Reliable and last you a lifetime, easy to fix:



Ken J. Good said:


> This would be my response in images:


Craps out on you before you know it, needs certified personnel to do a simple thing as switch batteries:



Ken J. Good said:


> or


I'm quite sure I interpreted your response correctly :nana:

Sigbjoern


----------



## max52 (Jan 18, 2007)

I must not get the joke. I have all the Lithium Ion lights, and I will not trade one of them for the reliablity of a quality SLA. 
Max52


----------



## MSI (Jan 18, 2007)

Max52, what do you use your lights for? The major problem with the LiteBox is the excessive weight, I do not see many use cases where this will not be a problem.


----------



## max52 (Jan 18, 2007)

I have stood next to arson investigators at 2am in the morning while the dog works the site. In the middle of the night in the winter, he used his old Nitebox. It needed a new battery, but his dog was unaware of situation and did his job. The way I have seen NiCads or Lthion Ion Fail, This gradual fade does not occur. In fact, We lost a communter plane in southern Illinois when the pilots lost both generators, and did not realize that a NiCad will maintain Full voltage until they suddenly lost power, The Plane was lost with all occupants. Even Trained pilots are unaware of charteristics of NiCad Battery back-ups


----------



## XeRay (Jan 18, 2007)

max52 said:


> I have stood next to arson investigators at 2am in the morning while the dog works the site. In the middle of the night in the winter, he used his old Nitebox. It needed a new battery, but his dog was unaware of situation and did his job.

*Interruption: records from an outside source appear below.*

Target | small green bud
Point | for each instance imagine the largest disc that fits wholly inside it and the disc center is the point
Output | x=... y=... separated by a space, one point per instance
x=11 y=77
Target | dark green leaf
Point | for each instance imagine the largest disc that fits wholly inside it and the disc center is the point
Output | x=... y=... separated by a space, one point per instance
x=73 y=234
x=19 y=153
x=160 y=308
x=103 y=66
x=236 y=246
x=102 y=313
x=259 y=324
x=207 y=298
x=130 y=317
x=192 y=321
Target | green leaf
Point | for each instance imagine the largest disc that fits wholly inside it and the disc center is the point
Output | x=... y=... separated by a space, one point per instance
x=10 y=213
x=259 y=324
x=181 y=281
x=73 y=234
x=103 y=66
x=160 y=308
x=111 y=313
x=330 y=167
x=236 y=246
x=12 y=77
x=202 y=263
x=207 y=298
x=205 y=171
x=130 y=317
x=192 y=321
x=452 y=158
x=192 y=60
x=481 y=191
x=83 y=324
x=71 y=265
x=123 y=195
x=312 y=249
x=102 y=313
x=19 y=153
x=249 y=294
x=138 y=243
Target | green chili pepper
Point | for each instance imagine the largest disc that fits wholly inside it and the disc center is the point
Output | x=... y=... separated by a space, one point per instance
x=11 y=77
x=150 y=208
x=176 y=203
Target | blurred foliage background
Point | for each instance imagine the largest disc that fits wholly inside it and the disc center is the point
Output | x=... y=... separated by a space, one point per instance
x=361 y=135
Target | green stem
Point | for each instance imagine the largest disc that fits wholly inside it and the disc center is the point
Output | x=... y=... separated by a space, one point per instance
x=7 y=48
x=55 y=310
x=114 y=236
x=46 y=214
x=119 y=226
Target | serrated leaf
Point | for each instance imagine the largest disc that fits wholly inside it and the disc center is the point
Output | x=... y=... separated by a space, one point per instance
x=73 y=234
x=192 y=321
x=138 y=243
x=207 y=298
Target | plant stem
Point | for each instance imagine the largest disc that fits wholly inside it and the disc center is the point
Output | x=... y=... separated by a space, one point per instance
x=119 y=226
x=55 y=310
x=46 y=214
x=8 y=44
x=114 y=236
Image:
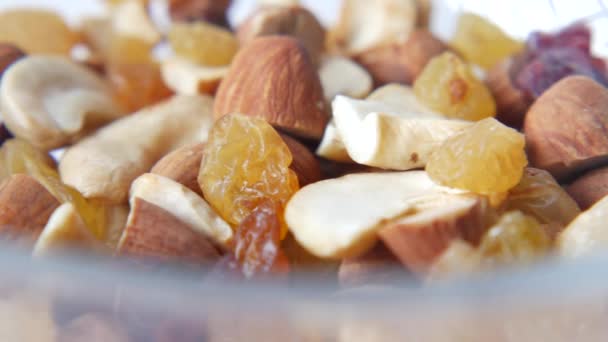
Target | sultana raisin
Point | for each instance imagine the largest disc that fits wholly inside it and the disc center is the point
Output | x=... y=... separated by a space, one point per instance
x=447 y=85
x=245 y=162
x=203 y=43
x=257 y=241
x=487 y=157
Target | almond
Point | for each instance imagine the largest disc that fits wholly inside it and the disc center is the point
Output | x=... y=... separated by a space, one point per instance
x=304 y=163
x=9 y=53
x=418 y=239
x=589 y=188
x=401 y=62
x=566 y=127
x=511 y=103
x=291 y=21
x=25 y=207
x=273 y=78
x=208 y=10
x=182 y=165
x=154 y=233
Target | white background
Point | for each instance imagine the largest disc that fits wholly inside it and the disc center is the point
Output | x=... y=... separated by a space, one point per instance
x=517 y=17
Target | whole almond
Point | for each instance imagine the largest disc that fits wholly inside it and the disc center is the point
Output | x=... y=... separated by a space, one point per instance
x=401 y=62
x=566 y=127
x=154 y=233
x=304 y=163
x=291 y=21
x=273 y=78
x=589 y=188
x=25 y=207
x=182 y=165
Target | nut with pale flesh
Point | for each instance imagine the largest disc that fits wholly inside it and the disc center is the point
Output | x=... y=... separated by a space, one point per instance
x=566 y=127
x=51 y=101
x=130 y=18
x=380 y=135
x=341 y=76
x=182 y=165
x=401 y=62
x=93 y=327
x=366 y=24
x=153 y=233
x=184 y=204
x=292 y=21
x=104 y=164
x=511 y=103
x=187 y=78
x=588 y=232
x=360 y=205
x=65 y=231
x=273 y=78
x=589 y=188
x=420 y=238
x=25 y=207
x=304 y=163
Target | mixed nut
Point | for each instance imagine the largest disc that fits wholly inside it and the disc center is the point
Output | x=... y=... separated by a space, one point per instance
x=280 y=145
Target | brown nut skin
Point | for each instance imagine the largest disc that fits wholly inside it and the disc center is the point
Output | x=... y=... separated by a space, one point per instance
x=589 y=188
x=291 y=21
x=153 y=233
x=25 y=207
x=182 y=165
x=511 y=103
x=401 y=63
x=566 y=128
x=304 y=163
x=9 y=53
x=274 y=79
x=213 y=11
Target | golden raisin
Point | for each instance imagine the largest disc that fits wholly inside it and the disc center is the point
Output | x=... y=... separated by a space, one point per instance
x=538 y=194
x=18 y=156
x=487 y=157
x=203 y=43
x=481 y=42
x=245 y=162
x=137 y=85
x=447 y=85
x=257 y=241
x=37 y=31
x=516 y=238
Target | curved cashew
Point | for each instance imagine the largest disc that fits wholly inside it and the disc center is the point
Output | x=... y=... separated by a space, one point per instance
x=104 y=164
x=51 y=101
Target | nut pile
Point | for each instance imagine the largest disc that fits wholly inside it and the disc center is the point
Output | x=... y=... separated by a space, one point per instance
x=280 y=145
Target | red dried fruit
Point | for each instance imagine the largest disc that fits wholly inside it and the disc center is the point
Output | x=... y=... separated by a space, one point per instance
x=257 y=241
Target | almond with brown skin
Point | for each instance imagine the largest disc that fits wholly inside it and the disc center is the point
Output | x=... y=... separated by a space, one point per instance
x=304 y=163
x=589 y=188
x=9 y=53
x=274 y=78
x=291 y=21
x=154 y=233
x=401 y=62
x=213 y=11
x=182 y=165
x=25 y=207
x=418 y=240
x=511 y=103
x=566 y=128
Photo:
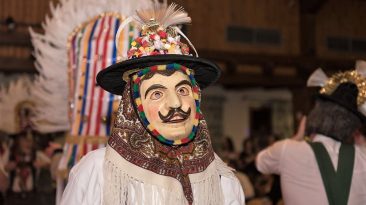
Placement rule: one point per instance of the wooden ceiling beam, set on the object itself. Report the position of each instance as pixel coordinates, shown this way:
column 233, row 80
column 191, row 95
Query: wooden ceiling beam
column 305, row 63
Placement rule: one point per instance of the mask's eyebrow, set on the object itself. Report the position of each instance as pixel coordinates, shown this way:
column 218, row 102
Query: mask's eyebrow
column 153, row 87
column 184, row 82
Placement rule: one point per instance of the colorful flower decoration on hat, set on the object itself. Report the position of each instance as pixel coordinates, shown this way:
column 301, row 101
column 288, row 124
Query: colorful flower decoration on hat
column 137, row 99
column 159, row 33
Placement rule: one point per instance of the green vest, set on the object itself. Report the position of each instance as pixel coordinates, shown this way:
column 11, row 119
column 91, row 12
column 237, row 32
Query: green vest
column 337, row 183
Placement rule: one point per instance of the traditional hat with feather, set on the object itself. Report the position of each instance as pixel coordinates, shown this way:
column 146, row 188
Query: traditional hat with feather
column 159, row 44
column 347, row 88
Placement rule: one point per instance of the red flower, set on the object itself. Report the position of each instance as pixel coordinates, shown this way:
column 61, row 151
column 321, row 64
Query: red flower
column 139, row 40
column 162, row 34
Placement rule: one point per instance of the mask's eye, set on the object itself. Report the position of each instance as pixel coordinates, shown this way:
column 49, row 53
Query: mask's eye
column 183, row 91
column 156, row 95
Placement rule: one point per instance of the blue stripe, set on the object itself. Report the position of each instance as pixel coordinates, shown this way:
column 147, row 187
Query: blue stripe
column 111, row 96
column 87, row 75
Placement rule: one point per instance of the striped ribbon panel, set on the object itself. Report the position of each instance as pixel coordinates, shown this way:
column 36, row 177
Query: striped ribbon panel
column 91, row 48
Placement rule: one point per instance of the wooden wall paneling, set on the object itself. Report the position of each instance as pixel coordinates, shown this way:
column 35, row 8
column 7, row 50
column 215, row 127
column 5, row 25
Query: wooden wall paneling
column 340, row 19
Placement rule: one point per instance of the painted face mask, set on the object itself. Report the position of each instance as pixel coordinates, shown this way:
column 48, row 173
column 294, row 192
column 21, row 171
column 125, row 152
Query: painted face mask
column 167, row 100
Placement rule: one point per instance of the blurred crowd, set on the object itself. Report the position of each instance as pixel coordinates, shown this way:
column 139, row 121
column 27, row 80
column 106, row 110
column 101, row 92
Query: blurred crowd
column 259, row 189
column 263, row 189
column 28, row 165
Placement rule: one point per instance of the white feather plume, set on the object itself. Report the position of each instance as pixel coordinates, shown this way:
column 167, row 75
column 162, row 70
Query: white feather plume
column 317, row 78
column 51, row 86
column 164, row 15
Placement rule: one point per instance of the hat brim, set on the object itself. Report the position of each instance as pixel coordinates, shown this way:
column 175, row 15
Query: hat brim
column 110, row 79
column 338, row 102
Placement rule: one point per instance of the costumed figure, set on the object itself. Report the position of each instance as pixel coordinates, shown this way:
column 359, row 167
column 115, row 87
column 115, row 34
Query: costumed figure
column 78, row 42
column 325, row 169
column 159, row 151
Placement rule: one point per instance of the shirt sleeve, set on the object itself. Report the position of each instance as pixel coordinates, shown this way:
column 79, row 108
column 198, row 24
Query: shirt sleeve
column 85, row 184
column 232, row 190
column 268, row 161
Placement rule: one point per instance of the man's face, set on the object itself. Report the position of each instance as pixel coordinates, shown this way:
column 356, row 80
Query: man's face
column 169, row 104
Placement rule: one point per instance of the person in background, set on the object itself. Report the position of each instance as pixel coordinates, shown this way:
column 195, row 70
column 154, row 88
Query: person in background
column 326, row 170
column 21, row 170
column 4, row 154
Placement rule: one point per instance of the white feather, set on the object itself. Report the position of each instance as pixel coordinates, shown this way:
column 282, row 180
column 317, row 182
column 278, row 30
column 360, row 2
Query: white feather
column 164, row 15
column 51, row 86
column 317, row 78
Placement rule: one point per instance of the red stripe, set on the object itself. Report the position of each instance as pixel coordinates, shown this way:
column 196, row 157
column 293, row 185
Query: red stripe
column 101, row 92
column 92, row 80
column 85, row 150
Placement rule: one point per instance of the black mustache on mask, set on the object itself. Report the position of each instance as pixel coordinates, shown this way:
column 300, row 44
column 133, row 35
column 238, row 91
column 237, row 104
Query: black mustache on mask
column 175, row 112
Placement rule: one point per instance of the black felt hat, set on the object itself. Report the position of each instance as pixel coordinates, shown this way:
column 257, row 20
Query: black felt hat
column 111, row 78
column 345, row 95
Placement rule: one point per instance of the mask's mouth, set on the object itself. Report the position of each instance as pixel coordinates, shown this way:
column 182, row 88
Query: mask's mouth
column 176, row 115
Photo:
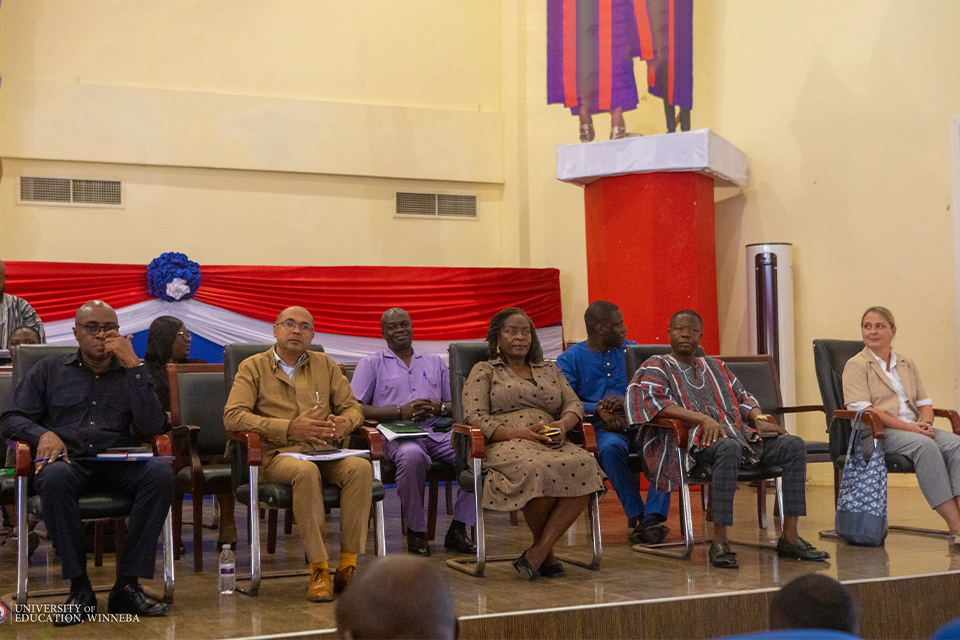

The way I have seen NiCads or Lthion Ion Fail, This gradual fade does not occur. In fact, We lost a communter plane in southern Illinois when the pilots lost both generators, and did not realize that a NiCad will maintain Full voltage until they suddenly lost power, The Plane was lost with all occupants. Even Trained pilots are unaware of charteristics of NiCad Battery back-ups


 
The way std. HID ballasts for 35+ watts work, once the battery voltage drops to about 8-9 volts its gonna do a HARD shut down no mater what kind of battery you have. Its not like incan at all.


----------



## rkboyer911 (Jan 24, 2007)

I have used the Litebox lights on the Fire Dept for many years now and I also am the light repair guy on my dept. I think this light would have it uses but not for an everyday light for the FD. 1) I dont think it would hold up to the abuse.
IE: Heat,dropping and banging around in a fire
2) Like several said it's way heavy.
But a great search light is you was looking for someone


----------



## frogs3 (Jan 26, 2007)

I have two Streamlights from about 10 years ago on constant trickle charge that have served well when the power goes out, which is several times a year. IMHO, compared to the price of their old incandescent SLA's, the cost difference for the HID's is ridiculous. My 8 and 20 watt models ran for the as-claimed 4 and 8 hours, were heavy, and represented the state of the art for 1995-7, but not now.

With that in mind, I would like to know if anyone has "hands-on" tested the new lights to see how they work out. 

Just a few thoughts.

-HAK


----------